LES démons étant une fois constans par le christianisme, il a été assez naturel de leur donner le plus d'emploi qu'on pouvait, et de ne les pas épargner pour les oracles, et les autres miracles païens qui semblaient en avoir besoin. Par là, on se dispensait d'entrer dans la discussion des faits, qui eût été longue et difficile; et tout ce qu'ils avaient de surprenant et d'extraordinaire, on l'attribuait à ces démons que l'on avait en main. Il semblait qu'en leur rapportant ces événemens, on confirmât leur existence, et la religion même qui nous la révèle.

De plus, il est certain que, vers le temps de la naissance de Jésus-Christ, il est souvent parlé de la cessation des oracles,. même dans les auteurs profanes. Pourquoi ce temps-là plutôt qu'un autre avait-il été destiné à leur anéantissement? Rien n'était plus aisé à expliquer, selon le système de la religion chrétienne. Dieu avait fait son peuple du peuple juif, et avait abandonné l'empire du reste de la terre aux démons jusqu'à l'arrivée de son fils: mais alors il les dépouille du pouvoir qu'il leur avait laissé prendre; il veut que tout fléchisse sous Jésus-Christ, et

que

rien ne fasse obstacle à l'établissement de son royaume sur les nations. Il y a je ne sais quoi de si heureux dans cette pensée, que je ne m'étonne pas qu'elle ait eu beaucoup de cours; c'est une de ces choses à la vérité desquelles on est bien aise d'aider, et qui persuadent, parce qu'on y est favorable.

CHAPITRE III.

Troisième raison des anciens Chrétiens. Convenance de leur opinion avec la philosophie de Platon.

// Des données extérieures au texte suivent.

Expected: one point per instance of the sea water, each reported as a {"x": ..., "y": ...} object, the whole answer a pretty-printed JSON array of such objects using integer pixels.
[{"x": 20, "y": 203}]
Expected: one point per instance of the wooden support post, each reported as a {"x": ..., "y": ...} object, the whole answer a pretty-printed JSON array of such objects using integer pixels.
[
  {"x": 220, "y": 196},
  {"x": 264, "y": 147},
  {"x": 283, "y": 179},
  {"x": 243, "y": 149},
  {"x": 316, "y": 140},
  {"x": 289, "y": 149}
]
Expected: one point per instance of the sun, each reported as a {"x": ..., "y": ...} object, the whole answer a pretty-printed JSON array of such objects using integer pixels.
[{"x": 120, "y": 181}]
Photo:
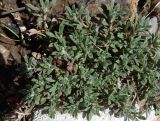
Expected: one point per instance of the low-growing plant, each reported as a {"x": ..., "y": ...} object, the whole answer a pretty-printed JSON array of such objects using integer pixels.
[{"x": 94, "y": 63}]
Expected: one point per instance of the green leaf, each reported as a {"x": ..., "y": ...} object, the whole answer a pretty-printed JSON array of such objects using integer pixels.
[
  {"x": 32, "y": 7},
  {"x": 50, "y": 34}
]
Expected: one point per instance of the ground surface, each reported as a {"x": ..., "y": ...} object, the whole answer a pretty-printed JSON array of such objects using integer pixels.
[{"x": 10, "y": 83}]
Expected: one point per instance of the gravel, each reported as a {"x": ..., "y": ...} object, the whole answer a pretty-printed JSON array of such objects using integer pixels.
[{"x": 104, "y": 116}]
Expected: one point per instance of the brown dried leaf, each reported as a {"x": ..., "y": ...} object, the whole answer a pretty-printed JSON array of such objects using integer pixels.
[
  {"x": 133, "y": 9},
  {"x": 4, "y": 54}
]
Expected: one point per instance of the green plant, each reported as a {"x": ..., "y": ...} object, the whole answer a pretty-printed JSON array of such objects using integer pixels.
[
  {"x": 94, "y": 63},
  {"x": 43, "y": 12}
]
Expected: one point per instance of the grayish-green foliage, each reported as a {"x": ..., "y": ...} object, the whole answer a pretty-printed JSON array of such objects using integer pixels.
[{"x": 95, "y": 63}]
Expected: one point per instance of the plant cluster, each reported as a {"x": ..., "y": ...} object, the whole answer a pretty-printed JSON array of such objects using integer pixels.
[{"x": 94, "y": 63}]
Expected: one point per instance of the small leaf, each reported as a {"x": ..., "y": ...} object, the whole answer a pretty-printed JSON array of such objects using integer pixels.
[{"x": 32, "y": 7}]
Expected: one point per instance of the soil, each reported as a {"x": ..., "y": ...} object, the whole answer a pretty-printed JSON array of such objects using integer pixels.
[{"x": 10, "y": 82}]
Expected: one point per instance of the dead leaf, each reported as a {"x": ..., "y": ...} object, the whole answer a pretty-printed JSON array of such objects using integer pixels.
[
  {"x": 15, "y": 54},
  {"x": 36, "y": 55},
  {"x": 33, "y": 32},
  {"x": 133, "y": 9},
  {"x": 4, "y": 54}
]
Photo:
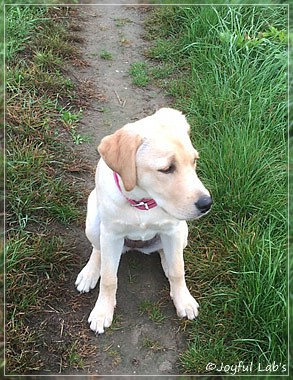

JAMAIS philosophie n'a été plus à la mode qu'y fut celle de Platon chez les chrétiens, pendant les premiers siècles de l'église. Les païens se partageaient encore entre les différentes sectes de philosophes : mais la conformité que l'on trouva qu'avait le platonisme avec la religion, mit dans cette seule secte presque tous les chrétiens savans. De là vient l'estime prodigieuse dont on s'entêta pour Platon ; on le regardait comme une espèce de prophète, qui avait deviné plusieurs points importans du christianisme, surtout la sainte Trinité, que l'on ne peut guère nier qui ne soit assez clairement contenue dans ses écrits. Aussi ne manqua-t-on pas de prendre ses ouvrages pour des commentaires de l'écriture, et de concevoir la nature du verbe comme il l'avait conçue. Il se figurait Dieu tellement élevé au-dessus des créatures, qu'il ne croyait pas qu'elles pussent être sorties immédiatement de ses mains, et il mettait entre elles et lui ce verbe, comme un degré par lequel l'action de Dieu pût passer jusqu'à elles. Les chrétiens prirent cette même idée de Jésus-Christ; et c'est là peut-être la cause pourquoi jamais hérésie n'a été ni plus généralement embrassée, ni soutenue avec plus de chaleur que l'arianisme.

Ce platonisme donc, qui semblait faire honneur à la religion chrétienne, lorsqu'il lui était favorable, se trouva tout plein de démons; et de là ils se répandirent aisément dans le système que les chrétiens imaginèrent sur les oracles.

Platon veut que les démons soient d'une nature moyenne entre celle des dieux et celle des hommes ; que ce soient des génies aé⚫riens destinés à faire tout le commerce des dieux et de nous; que quoiqu'ils soient proche de nous, nous ne les puissions voir; qu'ils pénètrent dans toutes nos pensées, qu'ils aient de l'amour pour les bons, et de la haine pour les méchans; et que ce soit en leur honneur qu'on a établi tant de sortes de sacrifices, et tant de cérémonies différentes.

Il ne paraît point par là que Platon reconnût de mauvais démons, auxquels on pût donner le soin des fourberies des oracles.